The FDA accepts BMS’s request for the combination Opdivo / Relatimab for advanced melanoma.

The FDA has granted priority review of Bristol Myers Squibb’s Biologics License Application (BLA) for the combination of relatlimab and Opdivo (nivolumab), administered as a single infusion, for the treatment of adults and adolescents with unresectable or metastatic melanoma. The FDA has set the Prescription Drug User Fee Act (PDUFA) deadline for March 19, 2022.

The BLA submission was based on the efficacy and safety results of the phase 2/3 RELATIVITY-047 trial, which demonstrated that the combination therapy provided a progression-free survival benefit of 10.1 months against 4.6 months for Opdivo alone.

The FDA accepted the request for rare epilepsy.
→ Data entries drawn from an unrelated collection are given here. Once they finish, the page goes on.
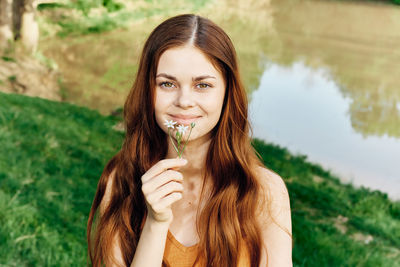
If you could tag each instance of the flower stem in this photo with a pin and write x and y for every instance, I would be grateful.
(173, 143)
(187, 140)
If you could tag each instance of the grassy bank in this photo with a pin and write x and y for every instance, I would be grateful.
(53, 154)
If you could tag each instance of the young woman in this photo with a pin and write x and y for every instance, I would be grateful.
(217, 205)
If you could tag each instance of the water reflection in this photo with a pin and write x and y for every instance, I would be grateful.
(304, 110)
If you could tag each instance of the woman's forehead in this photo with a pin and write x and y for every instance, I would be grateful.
(186, 61)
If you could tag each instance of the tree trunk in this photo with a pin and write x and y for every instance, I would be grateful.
(5, 23)
(26, 27)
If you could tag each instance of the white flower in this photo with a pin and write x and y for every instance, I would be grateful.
(170, 124)
(182, 129)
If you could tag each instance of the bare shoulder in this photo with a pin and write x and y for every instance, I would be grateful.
(275, 219)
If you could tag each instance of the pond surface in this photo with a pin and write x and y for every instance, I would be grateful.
(331, 89)
(301, 109)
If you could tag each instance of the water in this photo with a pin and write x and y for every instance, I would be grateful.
(303, 110)
(330, 88)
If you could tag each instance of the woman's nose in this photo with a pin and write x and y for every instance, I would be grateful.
(184, 98)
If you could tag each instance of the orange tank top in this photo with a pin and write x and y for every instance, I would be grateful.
(177, 255)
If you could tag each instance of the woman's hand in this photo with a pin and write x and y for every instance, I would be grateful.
(162, 186)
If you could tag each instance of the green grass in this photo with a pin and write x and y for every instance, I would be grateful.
(53, 154)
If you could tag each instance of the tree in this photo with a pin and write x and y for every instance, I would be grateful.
(6, 33)
(17, 21)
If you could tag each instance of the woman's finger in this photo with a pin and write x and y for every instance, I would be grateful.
(164, 191)
(166, 202)
(160, 180)
(161, 166)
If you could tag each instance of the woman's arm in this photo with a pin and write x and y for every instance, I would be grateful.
(150, 249)
(161, 186)
(276, 231)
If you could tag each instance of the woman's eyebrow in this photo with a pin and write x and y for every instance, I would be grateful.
(199, 78)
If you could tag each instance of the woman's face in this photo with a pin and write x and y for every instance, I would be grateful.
(188, 89)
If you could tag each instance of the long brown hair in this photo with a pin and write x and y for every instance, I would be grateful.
(229, 214)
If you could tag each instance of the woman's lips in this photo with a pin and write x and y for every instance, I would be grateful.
(185, 120)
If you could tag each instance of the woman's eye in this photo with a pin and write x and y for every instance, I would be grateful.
(166, 84)
(203, 85)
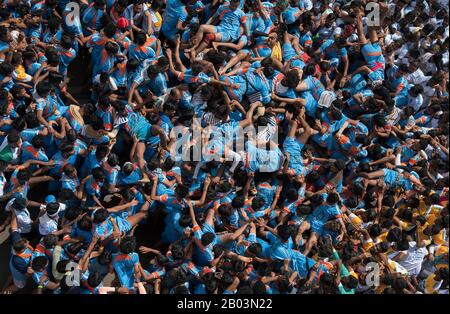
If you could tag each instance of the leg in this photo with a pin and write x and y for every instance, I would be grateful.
(311, 242)
(136, 218)
(233, 61)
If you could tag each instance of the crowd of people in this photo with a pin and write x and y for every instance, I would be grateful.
(340, 185)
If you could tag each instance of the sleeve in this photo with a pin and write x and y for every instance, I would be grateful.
(19, 264)
(197, 232)
(164, 198)
(183, 14)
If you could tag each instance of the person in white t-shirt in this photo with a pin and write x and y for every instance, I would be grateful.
(24, 222)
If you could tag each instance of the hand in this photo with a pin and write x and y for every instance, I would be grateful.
(144, 250)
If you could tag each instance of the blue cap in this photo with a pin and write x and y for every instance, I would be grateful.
(50, 199)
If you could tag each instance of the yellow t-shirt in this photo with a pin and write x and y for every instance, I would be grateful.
(20, 73)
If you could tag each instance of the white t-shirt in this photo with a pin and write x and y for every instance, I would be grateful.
(23, 217)
(414, 258)
(2, 184)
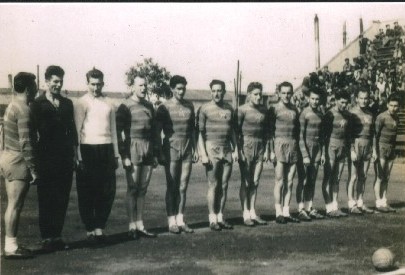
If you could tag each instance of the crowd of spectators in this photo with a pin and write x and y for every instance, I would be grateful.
(381, 75)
The FDA has agreed to file Marinus Pharmaceuticals’ New Drug Application (NDA) for the use of ganaxolone in the treatment of seizures associated with CDKL5 deficiency disorder, a rare genetic epilepsy. The NDA has been granted the priority review designation and the FDA has assigned an action date under the Prescription Drug User Fee Act (PDUFA) of March 20, 2022.
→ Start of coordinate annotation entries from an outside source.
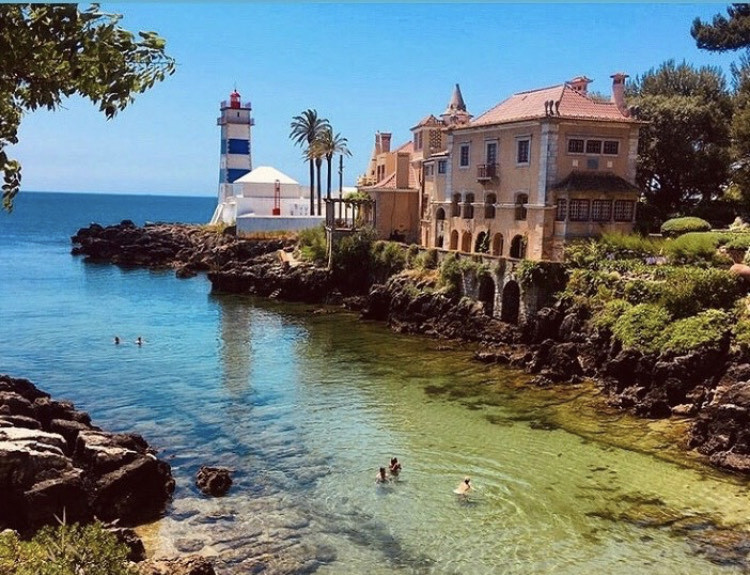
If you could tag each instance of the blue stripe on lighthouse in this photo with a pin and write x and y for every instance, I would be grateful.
(234, 174)
(238, 146)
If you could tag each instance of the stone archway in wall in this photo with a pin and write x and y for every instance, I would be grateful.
(497, 245)
(466, 242)
(511, 302)
(518, 247)
(486, 294)
(482, 243)
(454, 240)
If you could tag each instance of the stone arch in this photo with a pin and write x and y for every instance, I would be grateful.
(468, 206)
(521, 201)
(511, 303)
(486, 294)
(497, 245)
(482, 243)
(456, 206)
(466, 242)
(454, 240)
(489, 206)
(518, 247)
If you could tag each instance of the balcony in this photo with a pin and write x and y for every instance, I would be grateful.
(487, 172)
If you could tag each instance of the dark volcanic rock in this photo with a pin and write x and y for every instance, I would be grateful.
(214, 481)
(62, 464)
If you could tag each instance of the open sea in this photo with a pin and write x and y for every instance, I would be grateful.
(305, 408)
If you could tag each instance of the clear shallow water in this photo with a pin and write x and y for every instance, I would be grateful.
(306, 407)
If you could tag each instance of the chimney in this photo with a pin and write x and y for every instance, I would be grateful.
(580, 84)
(385, 142)
(403, 165)
(618, 92)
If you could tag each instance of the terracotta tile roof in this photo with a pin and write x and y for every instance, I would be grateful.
(389, 182)
(428, 121)
(577, 181)
(407, 147)
(530, 105)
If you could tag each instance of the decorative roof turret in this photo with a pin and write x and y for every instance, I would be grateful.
(456, 112)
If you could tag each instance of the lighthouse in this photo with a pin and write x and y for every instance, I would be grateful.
(235, 159)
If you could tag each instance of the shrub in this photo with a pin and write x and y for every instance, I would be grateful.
(692, 248)
(642, 327)
(624, 246)
(611, 313)
(312, 244)
(705, 330)
(65, 550)
(689, 290)
(451, 275)
(426, 260)
(388, 258)
(678, 226)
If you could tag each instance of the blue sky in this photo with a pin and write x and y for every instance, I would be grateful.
(365, 67)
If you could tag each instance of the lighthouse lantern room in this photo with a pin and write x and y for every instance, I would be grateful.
(235, 158)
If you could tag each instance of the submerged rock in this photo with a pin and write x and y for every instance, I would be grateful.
(54, 463)
(214, 481)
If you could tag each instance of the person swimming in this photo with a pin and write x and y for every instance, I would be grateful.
(381, 477)
(464, 487)
(395, 467)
The claim is supported by data from the Marigold study, a Phase 3 trial in 101 patients. Patients treated with ganaxolone had a median reduction of 30.7% in the frequency of major motor seizures over 28 days, compared with a reduction of 6.9% for those receiving placebo.

Patients in the open-label extension study treated with ganaxolone for at least 12 months experienced a median reduction of 49.6% in the frequency of major motor seizures.

Ganaxolone received orphan drug designation in June 2017 and rare pediatric disease designation for CDKL5 deficiency disorder in July 2020.

AbbVie submits Skyrisi NDA for Crohn’s disease.

AbbVie has submitted an application to the FDA for approval of Skyrizi (risankizumab-rzaa), an interleukin-23 (IL-23) inhibitor, for the treatment of patients 16 years of age and older with Moderate to severe Crohn’s. Approval is sought for 600 mg intravenous induction therapy and 360 mg subcutaneous maintenance therapy.